Seppure si tratti di eventi molto rari, gli attacchi dei grandi carnivori alle persone rappresentano una delle sfide di conservazione e coesistenza più complesse, in quanto possono influire, direttamente o indirettamente, anche sulla conservazione dei grandi carnivori stessi.

Gli animali coinvolti in questi eventi, infatti, vengono spesso abbattuti o rimossi durante o dopo l’incidente. Inoltre, anche grazie all’attenzione mediatica che attirano, questi eventi possono influenzare drasticamente le attitudini delle persone nei confronti delle specie coinvolte. È quindi prioritario riuscire a ridurre questo tipo di incidenti e – a tal fine – risulta fondamentale acquisire conoscenze approfondite sulle dinamiche e sui fattori che possono aumentarne il rischio.

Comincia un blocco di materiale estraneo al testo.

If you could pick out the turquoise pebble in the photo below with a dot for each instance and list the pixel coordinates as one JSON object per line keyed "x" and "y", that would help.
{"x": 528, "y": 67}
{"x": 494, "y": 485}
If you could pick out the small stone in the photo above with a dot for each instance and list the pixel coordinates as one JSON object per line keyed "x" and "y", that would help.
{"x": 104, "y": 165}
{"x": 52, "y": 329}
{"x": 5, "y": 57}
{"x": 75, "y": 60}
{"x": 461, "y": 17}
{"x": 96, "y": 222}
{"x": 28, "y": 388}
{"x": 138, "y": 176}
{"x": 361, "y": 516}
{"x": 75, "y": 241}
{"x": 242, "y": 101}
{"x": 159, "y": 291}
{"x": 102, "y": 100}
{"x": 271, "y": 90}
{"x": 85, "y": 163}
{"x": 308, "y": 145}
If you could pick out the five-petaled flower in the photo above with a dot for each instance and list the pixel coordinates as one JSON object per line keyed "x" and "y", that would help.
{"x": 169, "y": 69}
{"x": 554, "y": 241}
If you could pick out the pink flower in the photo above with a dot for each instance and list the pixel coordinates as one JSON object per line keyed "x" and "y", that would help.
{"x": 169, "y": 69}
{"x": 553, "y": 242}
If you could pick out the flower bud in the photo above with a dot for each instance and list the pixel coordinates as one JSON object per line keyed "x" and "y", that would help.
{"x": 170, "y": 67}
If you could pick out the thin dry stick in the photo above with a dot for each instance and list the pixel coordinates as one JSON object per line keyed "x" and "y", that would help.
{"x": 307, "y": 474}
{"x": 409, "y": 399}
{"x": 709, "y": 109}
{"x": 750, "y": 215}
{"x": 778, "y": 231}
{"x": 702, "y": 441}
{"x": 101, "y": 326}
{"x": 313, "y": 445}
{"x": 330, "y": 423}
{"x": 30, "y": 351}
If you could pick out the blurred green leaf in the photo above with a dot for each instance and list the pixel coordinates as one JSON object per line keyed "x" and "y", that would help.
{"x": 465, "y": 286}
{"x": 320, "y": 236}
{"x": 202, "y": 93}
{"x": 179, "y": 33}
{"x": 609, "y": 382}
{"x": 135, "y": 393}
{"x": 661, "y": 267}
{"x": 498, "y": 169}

In alcune regioni del mondo, inclusa l’Europa, i grandi carnivori stanno ricolonizzando i loro areali storici, a seguito di diverse trasformazioni sia ambientali che socioeconomiche.

Questo ritorno ha portato popolazioni di grandi carnivori a insediarsi in aree in cui gli habitat sono frammentati e occupati da città, strade, terreni agricoli, e altre attività umane. In queste aree, i conflitti possono essere particolarmente aspri, poiché le persone non sono più abituate a convivere con i grandi predatori.

In altre aree del mondo, invece, le popolazioni di grandi carnivori sono in declino a causa dell’espansione delle popolazioni umane che causano distruzione, frammentazione e degrado degli habitat. In entrambi gli scenari, la stretta coesistenza che ne deriva comporta inevitabilmente un aumento delle interazioni con le comunità locali.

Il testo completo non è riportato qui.